You should always implement some form of throttling on login attempts — even with the random words trick, it's not really practical for many people to memorize a passphrase with enough entropy to be secure against an unthrottled dictionary attack, especially if they need a separate one for each site they use.
(There are ways around that on the client side, like using a secure password wallet to store the per-site passwords, with a single strong passphrase to access the wallet, but for various reason they haven't caught on widely yet.)
It's also worth noting that a determined attacker can DOS your site just fine even without login throttling. The throttling, if carelessly implemented, just makes a particular kind of targeted DOS attack easier. To mitigate this effect, I'd suggest at least the following steps:
Set up a fairly low per-IP login limit, as well as a higher per-site one. This means that an attacker must must employ multiple computers with different IP addresses to effectively DOS your site, which, while certainly possible, still presents a speed bump. (You may or may not also want a per-user limit; it makes sense if you expect dictionary attacks targeted at single users, but in many cases a typical attacker would be just as happy with the password to any account, in which case their best strategy is to attack them all in parallel.)
When the limit is hit, log it. If it keeps being hit repeatedly, alert the site admins — whether it's a DOS attempt or a genuine dictionary attack, they'll want to know about it.

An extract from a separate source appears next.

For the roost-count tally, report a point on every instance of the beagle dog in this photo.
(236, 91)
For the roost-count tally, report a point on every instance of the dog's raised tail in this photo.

Make sure you provide an alternative way for users to contact the admins if they can't log in due to throttling.
Last but not least, require an anti-CSRF token on all login attempts. You'll want to do this anyway to protect against login CSRF, but as a useful side effect, it also stops certain kinds of simplistic distributed attacks (such as crafting a direct link to the login script and including it as an image URL in widely read forum posts).
Ultimately, IMO password length and form requirements are a red herring, at least from the site admin's viewpoint: if you let your users choose their own password, some of them will choose weak ones no matter what. If you require alphanumeric passwords with punctuation, some users will choose "abc&123"; if you require four-word phrases, they'll choose "I love my mom".
You can either accept that and find ways to live with it, or, if you can't or won't do that, take the choice away from your users and generate random passwords for them. In which case I'd very strongly suggest using the "four (or more) common words" method, since it yields much more memorable passwords for a given amount of entropy than, say, picking random characters or syllables.